Nel corso di questi anni ho lavorato con tutti i generi e materiali possibili: sculture in metallo, legno e vetro, fotografia manipolata o di ambienti alterati, serigrafia, video, audio, installazioni, pittura. Faccio molti esperimenti e prendo idee da qualunque cosa sento o vedo.

Ritornando ai miei inizi, il mio percorso artistico è cominciato grazie alla collaborazione con Oxana Maleeva, curatrice indipendente che ha curato e realizzato molti progetti internazionali per conto di istituzioni e privati. Collabora in particolare con il Museo Statale Russo di San Pietroburgo per i progetti esterni. Con lei e Steve Piccolo abbiamo dato vita a “Rabotaroom”, uno spazio espositivo a Milano che ha ospitato, tra gli altri, il grande artista americano Jimmie Durham. Negli ultimi anni mi sono dedicato anche al design e ho esposto il mio qBo, uno dei molti elementi di arredo che ho progettato, al Salone del Mobile del 2015. Da circa un anno lavoro al progetto per la creazione di un mio marchio di arredamenti di interni.

Quanto è stata importante la tua formazione per quello che fai oggi?

Avrei dovuto studiare arte, perché a scuola ero molto bravo a disegnare ed ero creativo anche in altri ambiti. Ma poi il mio interesse per l’arte si è indebolito e ho cominciato a interessarmi di più alle lingue straniere. Ho deciso quindi di studiare lingue per diventare traduttore di letteratura e magari scrittore io stesso. Quindi ho scritto molto, anche per alcuni giornali italiani avendo anche la possibilità di pubblicare un libro per una buona casa editrice. Ma avevo già abbandonato l’idea del libro. La letteratura che amavo è finita bene o male nell’arte che faccio.

I libri che ruolo hanno nella tua vita?

Fino a 22 o 23 anni non leggevo. Nemmeno a scuola, nonostante fossimo più o meno obbligati a letture imposte. Poi, quando sono usciti i primi libri della Newton & Compton a mille lire, ho cominciato a comprarne qualcuno. Costavano veramente poco. Ne comperavo in continuazione e leggevo tantissimo. Poi quelli usati della Utet, poi nuovi di tutte le case editrici. Molti anche nella versione originale o addirittura traduzioni dell’originale in lingue che nemmeno conoscevo, tipo il finlandese. Era diventata la mia nuova fissazione: comprare e possedere libri. Non serviva leggerli tutti, anche se leggevo tanto, ma volevo averli, per poterne leggere uno in qualunque momento in base al mio stato d’animo. I libri sono stati importantissimi perché mi hanno permesso di conoscere quello che a scuola non mi interessava studiare, portandomi in giro per il mondo.

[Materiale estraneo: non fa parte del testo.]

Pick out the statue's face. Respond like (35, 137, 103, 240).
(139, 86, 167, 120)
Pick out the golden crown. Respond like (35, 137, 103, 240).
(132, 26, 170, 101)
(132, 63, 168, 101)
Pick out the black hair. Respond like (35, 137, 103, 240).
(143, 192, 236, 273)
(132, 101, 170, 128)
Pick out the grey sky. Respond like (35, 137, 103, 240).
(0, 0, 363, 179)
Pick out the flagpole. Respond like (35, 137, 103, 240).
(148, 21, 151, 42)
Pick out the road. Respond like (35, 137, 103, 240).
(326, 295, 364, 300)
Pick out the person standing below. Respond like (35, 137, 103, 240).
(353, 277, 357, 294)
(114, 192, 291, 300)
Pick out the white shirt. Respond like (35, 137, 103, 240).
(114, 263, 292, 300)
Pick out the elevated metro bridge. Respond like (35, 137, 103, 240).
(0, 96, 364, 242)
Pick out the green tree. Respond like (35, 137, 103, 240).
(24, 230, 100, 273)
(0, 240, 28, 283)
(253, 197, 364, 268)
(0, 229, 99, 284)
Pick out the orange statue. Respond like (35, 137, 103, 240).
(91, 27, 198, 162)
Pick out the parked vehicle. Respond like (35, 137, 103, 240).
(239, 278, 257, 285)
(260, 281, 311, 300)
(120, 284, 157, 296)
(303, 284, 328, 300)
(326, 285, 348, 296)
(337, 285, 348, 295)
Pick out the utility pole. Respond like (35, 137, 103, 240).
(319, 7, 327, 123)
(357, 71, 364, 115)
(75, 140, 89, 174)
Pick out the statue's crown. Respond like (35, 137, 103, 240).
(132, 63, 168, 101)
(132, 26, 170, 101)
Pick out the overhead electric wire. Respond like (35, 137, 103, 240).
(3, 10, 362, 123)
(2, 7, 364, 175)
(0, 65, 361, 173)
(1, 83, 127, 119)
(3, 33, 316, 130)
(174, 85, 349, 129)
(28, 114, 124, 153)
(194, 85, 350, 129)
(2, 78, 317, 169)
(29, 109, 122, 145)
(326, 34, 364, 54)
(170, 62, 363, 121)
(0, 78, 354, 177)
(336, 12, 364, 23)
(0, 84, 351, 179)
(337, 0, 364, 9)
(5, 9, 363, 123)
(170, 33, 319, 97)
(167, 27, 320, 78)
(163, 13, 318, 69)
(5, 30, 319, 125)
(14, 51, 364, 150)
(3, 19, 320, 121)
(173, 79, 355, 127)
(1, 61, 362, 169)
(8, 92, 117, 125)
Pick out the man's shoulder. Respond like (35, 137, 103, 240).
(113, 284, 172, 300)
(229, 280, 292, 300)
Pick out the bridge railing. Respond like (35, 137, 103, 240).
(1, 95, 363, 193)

I libri sono stati importanti per il lavoro che fai?

A parte i primi esperimenti con la video arte e la performance, molti dei miei primi lavori, e altri che sto realizzando in questo periodo, sono nati intorno ad alcuni libri. Le opere in serigrafia con la trascrizione di interi testi letterari trasformati in immagini con la tecnica della sovrapposizione, sono nate dalle opere degli autori che più ho amato: Dostoevsky, Böll, Bulgakov, Gogol, Márquez, Saramago, Calvino, Buzzati, Bufalino, Queneau, Céline.

C’è un libro in particolare che ha avuto un ruolo decisivo in quello che sei oggi?

Più di uno; ma se devo scegliere, ne scelgo almeno due: Opinioni di un clown di Heinrich Böll e Sessanta racconti di Buzzati.

Ce ne vuoi parlare brevemente?

Opinioni di un clown l’ho letto quando mi occupavo di teatro e in seguito l’ho riletto più volte, anche in tedesco. Ho visitato i luoghi indicati nel libro in un tour europeo con il mio furgone. Ero in un momento faticoso e non ho potuto evitare di immedesimarmi un po’ in Hans, il clown in declino e sconfitto, dato che stavo vivendo alcuni fallimenti personali. E il lungo lamento di Hans era, in quel momento, la mia canzone triste sulla quale commiserarmi. Ho lavorato al progetto di uno spettacolo teatrale tra danza, racconto e mimo per un attore solo, ma è ancora nel cassetto. In seguito è diventato lo spunto per un ciclo di opere sulla letteratura. Buzzati mi ha insegnato il valore del surreale e l’essenza del paradosso.